Die Interessen der Hilfsorganisationen werden in engster Kooperation mit der Politik in gesinnungsmoralischer und humanitaristischer Ideologisierung in der Bevölkerung verbreitet und sogar als „Staatsethos“ unter das Volk gebracht. 

Hilfsorganisationen betreiben institutionalisierte Dauerhilfe. Eine Anlaßbezogenheit besteht nicht. Es ist ja gerade ein Vorzug der gesellschaftlichen Organisationsbildung, daß damit die Organisationsdienstleistung auf Dauer gestellt werden kann. Für Hilfsorganisationen kann es nichts Schlimmeres geben, als wenn ihnen die Hilfssituationen und Hilfsbedürftigen ausgehen würden. Also müssen sie notwendigerweise ihre Funktion „hypostasieren“: Sie brauchen eine permanente Zufuhr von sozialen Klienten, die auf ausgleichende Hilfe angewiesen sind.

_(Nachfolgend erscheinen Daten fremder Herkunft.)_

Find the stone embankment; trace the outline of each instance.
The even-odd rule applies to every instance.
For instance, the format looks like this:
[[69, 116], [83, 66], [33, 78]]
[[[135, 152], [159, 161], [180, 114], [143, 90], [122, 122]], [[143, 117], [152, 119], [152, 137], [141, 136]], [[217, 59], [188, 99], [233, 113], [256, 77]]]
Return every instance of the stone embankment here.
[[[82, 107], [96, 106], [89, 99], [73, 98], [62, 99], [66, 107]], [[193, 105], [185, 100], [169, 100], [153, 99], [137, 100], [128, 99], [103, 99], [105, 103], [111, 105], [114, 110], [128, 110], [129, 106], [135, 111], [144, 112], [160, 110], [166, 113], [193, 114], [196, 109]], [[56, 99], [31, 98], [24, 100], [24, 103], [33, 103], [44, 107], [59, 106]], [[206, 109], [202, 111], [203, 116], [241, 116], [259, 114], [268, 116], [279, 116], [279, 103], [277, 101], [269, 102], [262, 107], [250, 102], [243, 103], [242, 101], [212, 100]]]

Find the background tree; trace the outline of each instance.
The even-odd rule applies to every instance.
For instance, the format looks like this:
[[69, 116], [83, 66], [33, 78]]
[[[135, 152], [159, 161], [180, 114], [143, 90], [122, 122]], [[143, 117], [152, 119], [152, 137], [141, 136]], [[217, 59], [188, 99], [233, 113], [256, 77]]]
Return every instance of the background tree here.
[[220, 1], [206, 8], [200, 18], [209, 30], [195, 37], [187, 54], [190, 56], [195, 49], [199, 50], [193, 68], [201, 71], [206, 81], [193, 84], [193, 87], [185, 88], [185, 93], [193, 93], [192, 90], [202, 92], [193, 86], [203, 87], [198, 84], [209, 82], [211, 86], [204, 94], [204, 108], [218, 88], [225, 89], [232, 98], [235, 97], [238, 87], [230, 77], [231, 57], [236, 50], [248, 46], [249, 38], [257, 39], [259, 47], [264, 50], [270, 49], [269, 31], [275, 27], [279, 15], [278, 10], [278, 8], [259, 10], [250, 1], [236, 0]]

Um dies zu erwirken, muß die gesellschaftliche Umwelt für die Ausgleichstatbestände des institutionalisierten Helfens „sensibilisiert“ werden, und gleichzeitig soll durch die Sensibilisierung der Bevölkerung deren Spendenbereitschaft, auf die die Organisationen ja auch neben Steuergeldern angewiesen sind, auf ein konstant hohes Niveau gebracht werden. Diese Interessen der Hilfsorganisationen werden in engster Kooperation mit der Politik in gesinnungsmoralischer und humanitaristischer Ideologisierung in der Bevölkerung verbreitet und sogar als „Staatsethos“ unter das Volk gebracht. Um so leidenschaftsloser und serieller die Mitarbeiter der Hilfsorganisationen ihrer Erwerbsarbeit des Helfens nachgehen, desto mehr muß der Moralismus und damit die Passion des Helfens in der Bevölkerung befeuert werden.

Da das Elend vor der Tür nicht immer präsent ist, ist es für serielles Helfen wichtig, immer mit entsprechenden Bedürftigkeiten konfrontiert zu werden. Erforderlich dazu ist eine „Fernmoral“ (Arnold Gehlen), weil einem dann das Elend der Welt vor den Füßen liegt und damit ein „geborgtes Elend“ (Helmut Schelsky), das immer dann einspringen kann, wenn im Nahbereich die großen Katastrophen ausbleiben. Unabdingbar für die serielle Form des Helfens ist somit ein abstrakter Humanitarismus: Man ist zuständig – ganz global und damit zeitgeistgemäß gedacht – für alle Probleme der Welt. Auf der Bedürftigkeitsschiene ist so die Weltgesellschaft bereits realisiert.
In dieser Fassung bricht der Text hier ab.